Les allocations familiales varieront selon les revenus, annonce Hollande

"Les plus hauts revenus n'auront pas les mêmes allocations familiales que les plus bas", a assuré le président.

François Hollande, le 28 mars 2013, à France Télévisions, pour un entretien avec David Pujadas.
François Hollande, le 28 mars 2013, à France Télévisions, pour un entretien avec David Pujadas. (FRANCE 2 / AFP)

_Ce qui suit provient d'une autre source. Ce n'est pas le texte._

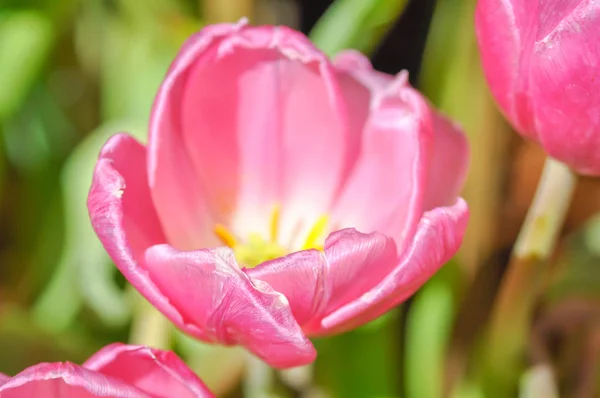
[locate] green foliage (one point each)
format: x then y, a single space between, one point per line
357 24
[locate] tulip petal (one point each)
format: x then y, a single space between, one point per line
385 193
65 380
564 83
123 216
437 239
181 201
449 165
358 66
288 150
317 283
212 292
155 372
504 33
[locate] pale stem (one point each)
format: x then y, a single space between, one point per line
259 378
148 326
538 382
511 315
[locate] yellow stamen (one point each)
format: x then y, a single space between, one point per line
275 222
315 233
225 235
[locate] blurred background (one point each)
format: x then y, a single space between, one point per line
74 72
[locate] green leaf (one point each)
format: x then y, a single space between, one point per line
357 24
363 362
26 38
428 330
85 273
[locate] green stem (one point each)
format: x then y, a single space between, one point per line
259 378
149 327
512 313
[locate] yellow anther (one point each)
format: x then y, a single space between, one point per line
225 235
257 250
275 222
315 233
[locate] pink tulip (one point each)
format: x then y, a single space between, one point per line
541 59
117 370
240 220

"Les plus hauts revenus n'auront pas les mêmes allocations familiales que les plus bas", a annoncé François Hollande, jeudi 28 mars 2013,  lors de son intervention sur France 2. Le chef de l'Etat a cependant précisé que les prestations familiales ne seraient pas taxées, et que le principe "d'universalité" des allocations ne serait pas remis en cause. Cela signifie que toutes les familles continueront à percevoir des aides, mais pas au même niveau.

Le président n'a pas indiqué à partir de quel plafond les allocations seront réduites, ni à quel niveau. Il a fait cette annonce après avoir vanté le système français : "La politique familiale française est une grande réussite. Nous avons le plus fort taux de natalité d'Europe. C'est grâce, en partie, à la politique familiale de la France."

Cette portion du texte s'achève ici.